Candida species
Clinical Specimen Submission Guidance
Submit all specimens to 50 Orms St, Providence RI 02904. Open Monday to Friday 8:30 AM to 4:30 PM
Special Pathogens & Biothreats Laboratory 401-222-5586
Candida auris, Candida species (other than Candida albicans)
Candida auris
Collect and confirm Candida species isolates (other than C. albicans).
The Matrix-Assisted Laser Desorption/Ionization Time -of -Flight Mass Spectrometry (MALDI-TOF MS) Biotyper CA (Bruker Daltonics Inc.) and its reference library of species are cleared by the U.S. Food and Drug Administration (FDA) for the identification of microorganisms. The performance characteristics of the MALDI-TOF system were verified by the Rhode Island State Health Laboratories. Additional species not contained in the FDA-approved reference library were extensively validated prior to reporting.
Per request of the CDC, isolates are being collected for potential shipment to the Regional Reference Laboratory for further characterization.
Isolates to submit to RISHL:
All confirmed or suspected Candida auris isolates from any specimen source
Antifungal resistant candida species, other than C. albicans, from any specimen source, especially invasive sites
Yeast isolates from any specimen source after attempt to identify was unsuccessful
Additional Information:
Candida species and CRE/CRPA testing letter sent to RI Sentinel Microbiology Laboratories https://health.ri.gov/publications/specimenguidances/Candida-2022-Letter-To-Sentinel-Labs.pdf
Update to the Standardized Case Definition and Notification for Candida auris https://health.ri.gov/publications/specimenguidances/Candida-CSTE-22-ID-05_C_auris.pdf
Preferred: an 18-24 hour pure isolate on a Sabouraud Dextrose agar plate or a blood agar plate sealed with parafilm or other appropriate barrier film.
If transport is delayed, minimize excessive subculturing and keep plate refrigerated at 2-8°C to preserve resistance mechanism.
CLIA regulations require specimens be labeled with at least two patient identifiers. Examples of identifiers are first and last name, date of birth, chart/medical record number. The specimen container must be labeled to match the test requisition or the electronic order.
Rhode Island State Health Laboratories (RISHL) test requisition form https://health.ri.gov/forms/LabRequisitionForm.pdf
Copies of all susceptibility and mechanistic testing reports.
Bacterial Isolate (ID/Confirmation)
Write Candida under Comments/Other test requests.
Indicate whether the isolate is derived from a clinical or screening/surveillance culture.
As soon as possible at ambient temperature, in a yellow-top transport container.

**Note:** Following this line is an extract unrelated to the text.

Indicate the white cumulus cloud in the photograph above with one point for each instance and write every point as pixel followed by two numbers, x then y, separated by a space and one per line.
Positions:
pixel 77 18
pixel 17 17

Specimens must be packaged & transported in accordance with current federal shipping regulations.
Providers must report patient information on Candida auris immediately using the RIDOH reportable disease form.
2 business days
Containers specifically labeled for transport of specimens and isolates to the RISHL Special Pathogens and Biotreats Laboratory are available in all Microbiology Laboratories and Laboratory Sendout Departments.